US 5659539 Method and apparatus for frame accurate access of digital audio-visual information
ABSTRACT – A method and apparatus for use in a digital video delivery system is provided. A digital representation of an audio-visual work, such as an MPEG file, is parsed to produce a tag file. The tag file includes information about each of the frames in the audio-visual work. During the performance of the audio-visual work, data from the digital representation is sent from a video pump to a decoder. Seek operations are performed by causing the video pump to stop transmitting data from the current position in the digital representation, and to start transmitting data from a new position in the digital representation. The information in the tag file is inspected to determine the new position from which to start transmitting data. To ensure that the data stream transmitted by the video pump maintains compliance with the applicable video format, prefix data that includes appropriate header information is transmitted by said video pump prior to transmitting data from the new position. Fast and slow forward and rewind operations are performed by selecting video frames based on the information contained in the tag file and the desired presentation rate, and generating a data stream containing data that represents the selected video frames. A video editor is provided for generating a new video file from pre-existing video files. The video editor selects frames from the pre-existing video files based on editing commands and the information contained in the tag files of the pre-existing video files. A presentation rate, start position, end position, and source file may be separately specified for each sequence to be created by the video editor.
FIELD OF THE INVENTION
The present invention relates to a method and apparatus for processing audio-visual information, and more specifically, to a method and apparatus for providing non-sequential access to audio-visual information stored in a digital format.

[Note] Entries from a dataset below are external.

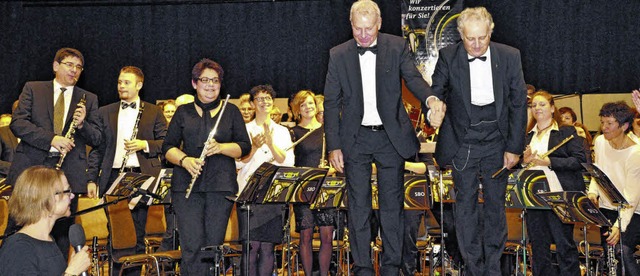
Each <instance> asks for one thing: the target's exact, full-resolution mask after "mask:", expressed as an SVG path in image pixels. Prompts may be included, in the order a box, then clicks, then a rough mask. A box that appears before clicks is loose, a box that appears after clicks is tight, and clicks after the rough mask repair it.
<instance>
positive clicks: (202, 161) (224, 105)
mask: <svg viewBox="0 0 640 276" xmlns="http://www.w3.org/2000/svg"><path fill="white" fill-rule="evenodd" d="M230 96H231V95H227V98H226V99H225V100H224V104H223V105H222V109H220V114H218V120H216V124H215V125H214V126H213V129H212V130H211V132H209V136H208V137H207V140H206V141H205V142H204V143H205V145H204V148H202V152H201V153H200V157H198V160H200V162H203V161H204V159H205V158H206V157H207V142H209V140H211V139H213V136H215V135H216V131H217V130H218V125H220V119H222V114H224V109H225V108H226V107H227V103H229V97H230ZM202 116H211V115H210V114H208V113H207V114H205V112H204V110H203V112H202ZM196 179H198V175H195V176H193V177H191V183H189V187H188V188H187V194H186V195H185V196H184V197H185V198H189V196H190V195H191V190H193V184H195V183H196Z"/></svg>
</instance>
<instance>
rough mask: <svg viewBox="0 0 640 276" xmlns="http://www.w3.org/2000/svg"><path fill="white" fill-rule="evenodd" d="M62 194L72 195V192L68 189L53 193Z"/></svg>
mask: <svg viewBox="0 0 640 276" xmlns="http://www.w3.org/2000/svg"><path fill="white" fill-rule="evenodd" d="M63 194H73V191H72V190H71V188H69V189H66V190H62V191H60V192H56V193H55V195H63Z"/></svg>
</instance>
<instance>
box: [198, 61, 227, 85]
mask: <svg viewBox="0 0 640 276" xmlns="http://www.w3.org/2000/svg"><path fill="white" fill-rule="evenodd" d="M205 69H211V70H213V71H216V73H218V79H220V83H222V77H223V76H224V70H222V66H220V64H218V63H217V62H215V61H213V60H210V59H208V58H203V59H201V60H200V61H198V63H196V65H194V66H193V69H191V80H193V82H198V78H200V75H202V72H204V70H205Z"/></svg>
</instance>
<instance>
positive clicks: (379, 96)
mask: <svg viewBox="0 0 640 276" xmlns="http://www.w3.org/2000/svg"><path fill="white" fill-rule="evenodd" d="M350 16H351V18H350V20H351V29H352V33H353V39H351V40H349V41H347V42H344V43H342V44H340V45H338V46H336V47H334V48H333V49H331V51H330V59H329V68H328V71H327V78H326V82H325V90H324V95H325V102H324V107H325V110H326V112H325V118H324V119H325V130H326V138H327V149H328V150H329V161H330V162H331V164H332V165H333V167H334V168H336V170H337V171H338V172H344V173H345V175H346V180H347V189H348V202H349V204H348V205H349V207H348V208H349V223H348V224H349V234H350V236H349V237H350V243H351V252H352V255H353V259H354V265H355V268H354V273H355V274H356V275H374V270H373V265H372V263H371V256H370V254H371V253H370V251H371V248H370V242H371V230H370V229H371V226H370V220H371V213H372V208H371V205H372V204H371V183H370V180H371V171H372V166H371V164H372V163H375V165H376V167H377V171H378V174H377V177H378V191H379V192H378V202H379V206H380V225H381V230H382V231H381V237H382V242H383V247H384V250H383V253H382V260H381V262H380V265H381V267H380V275H385V276H386V275H398V274H399V272H400V266H401V264H402V241H403V236H404V235H403V229H404V223H403V220H402V217H403V198H404V196H403V195H404V187H403V182H404V181H403V177H404V176H403V174H404V160H405V159H407V158H409V157H412V156H415V154H416V153H417V152H418V150H419V148H420V144H419V142H418V139H417V138H416V133H415V131H414V128H413V126H412V125H411V122H410V120H409V116H408V115H407V112H406V111H405V109H404V106H403V105H402V91H401V87H402V83H401V80H404V81H405V84H406V86H407V87H408V88H409V90H410V91H411V92H412V93H413V95H414V96H416V98H418V99H420V101H421V102H423V103H424V102H425V100H426V99H427V97H428V96H430V95H432V91H431V89H430V88H429V85H428V84H427V83H426V82H425V80H424V79H423V78H422V75H421V74H420V72H419V71H418V69H417V68H416V66H415V60H414V57H413V54H412V52H411V50H410V49H409V46H408V44H407V43H406V42H405V40H404V39H403V38H401V37H397V36H393V35H389V34H384V33H379V32H378V31H379V30H380V26H381V24H382V18H381V17H380V9H379V8H378V5H377V4H376V3H375V2H373V1H371V0H359V1H357V2H355V3H354V4H353V5H352V6H351V13H350ZM429 107H430V109H431V111H432V112H431V114H430V115H431V117H430V119H431V122H432V125H434V126H436V127H437V126H439V124H438V122H439V121H441V120H442V117H443V116H444V112H443V111H444V106H443V105H442V102H441V101H438V100H437V98H436V97H432V101H431V102H429Z"/></svg>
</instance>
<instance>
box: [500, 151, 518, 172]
mask: <svg viewBox="0 0 640 276" xmlns="http://www.w3.org/2000/svg"><path fill="white" fill-rule="evenodd" d="M518 160H520V155H518V154H515V153H510V152H506V151H505V152H504V162H503V164H502V165H503V166H504V167H505V168H507V169H511V168H513V166H515V165H516V164H518Z"/></svg>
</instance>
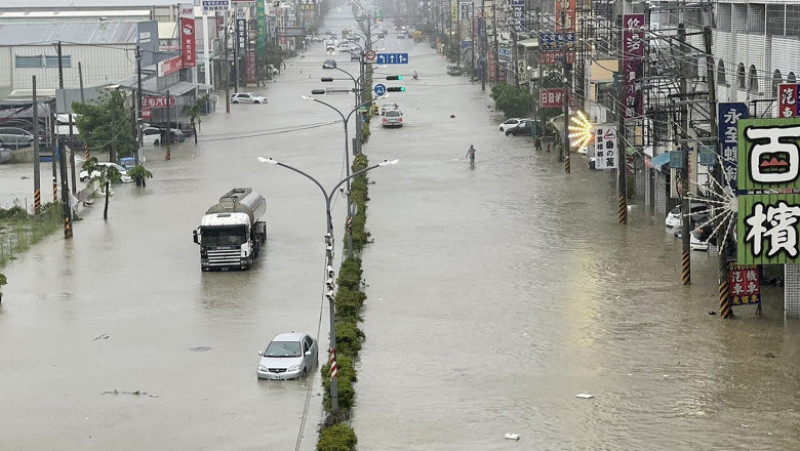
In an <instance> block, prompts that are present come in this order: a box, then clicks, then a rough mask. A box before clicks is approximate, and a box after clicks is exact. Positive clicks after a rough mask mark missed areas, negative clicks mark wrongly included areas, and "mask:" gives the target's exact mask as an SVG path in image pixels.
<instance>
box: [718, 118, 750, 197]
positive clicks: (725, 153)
mask: <svg viewBox="0 0 800 451" xmlns="http://www.w3.org/2000/svg"><path fill="white" fill-rule="evenodd" d="M717 113H718V114H717V119H718V122H717V123H718V124H719V145H720V157H721V158H722V171H723V180H722V184H723V186H730V187H731V189H732V190H733V191H734V192H736V187H737V183H736V181H737V180H736V178H737V177H738V175H737V173H738V171H737V161H738V158H739V152H738V143H739V134H738V132H737V124H738V123H739V120H740V119H747V118H748V117H749V114H748V111H747V105H745V104H744V103H720V104H719V111H718V112H717Z"/></svg>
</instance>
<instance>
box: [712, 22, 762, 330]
mask: <svg viewBox="0 0 800 451" xmlns="http://www.w3.org/2000/svg"><path fill="white" fill-rule="evenodd" d="M703 44H704V50H705V52H706V79H707V80H708V81H707V85H706V86H708V111H709V116H710V117H711V136H719V128H718V127H719V124H717V114H716V111H717V84H716V79H715V78H714V75H715V72H714V60H713V58H712V57H711V56H712V53H711V52H712V34H711V27H709V26H706V27H704V28H703ZM715 147H716V150H717V155H721V152H720V151H721V149H720V143H719V142H717V145H716V146H715ZM712 174H713V177H714V182H715V185H716V187H717V189H721V188H722V187H723V186H725V181H724V180H723V178H724V177H725V175H724V173H723V171H722V163H721V162H720V161H718V162H717V164H715V165H714V169H713V171H712ZM720 194H721V193H720ZM718 208H720V207H717V206H715V207H714V210H717V209H718ZM721 208H725V207H721ZM722 216H723V215H721V214H719V213H718V212H716V211H714V217H715V218H717V221H716V224H714V227H715V228H716V229H717V236H716V238H717V265H718V273H719V275H718V277H719V312H720V318H722V319H729V318H733V308H732V306H731V298H730V287H729V286H728V270H729V268H728V250H729V249H731V247H730V246H732V243H730V242H729V239H728V230H727V229H726V228H725V227H724V225H723V219H722ZM757 311H758V312H759V313H760V311H761V304H758V308H757Z"/></svg>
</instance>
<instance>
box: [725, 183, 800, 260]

BACKGROUND OF THE INVENTION
In recent years, the media industry has expanded its horizons beyond traditional analog technologies. Audio, photographs, and even feature films are now being recorded or converted into digital formats. To encourage compatibility between products, standard formats have been developed in many of the media categories.
MPEG is a popular standard that has been developed for digitally storing audio-visual sequences and for supplying the digital data that represents the audio-visual sequences to a client. For the purposes of explanation, the MPEG-1 and MPEG-2 formats shall be used to explain problems associated with providing nonsequential access to audio-visual information. The techniques employed by the present invention to overcome these problems shall also be described in the context of MPEG. However, it should be understood that MPEG-1 and MPEG-2 are merely two contexts in which the invention may be applied. The invention is not limited to any particular digital format.
In the MPEG format, video and audio information are stored in a binary file (an “MPEG file”). The video information within the MPEG file represents a sequence of video frames. This video information may be intermixed with audio information that represents one or more soundtracks. The amount of information used to represent a frame of video within the MPEG file varies greatly from frame to frame based both on the visual content of the frame and the technique used to digitally represent that content. In a typical MPEG file, the amount of digital data used to encode a single video frame varies from 2K bytes to 50K bytes.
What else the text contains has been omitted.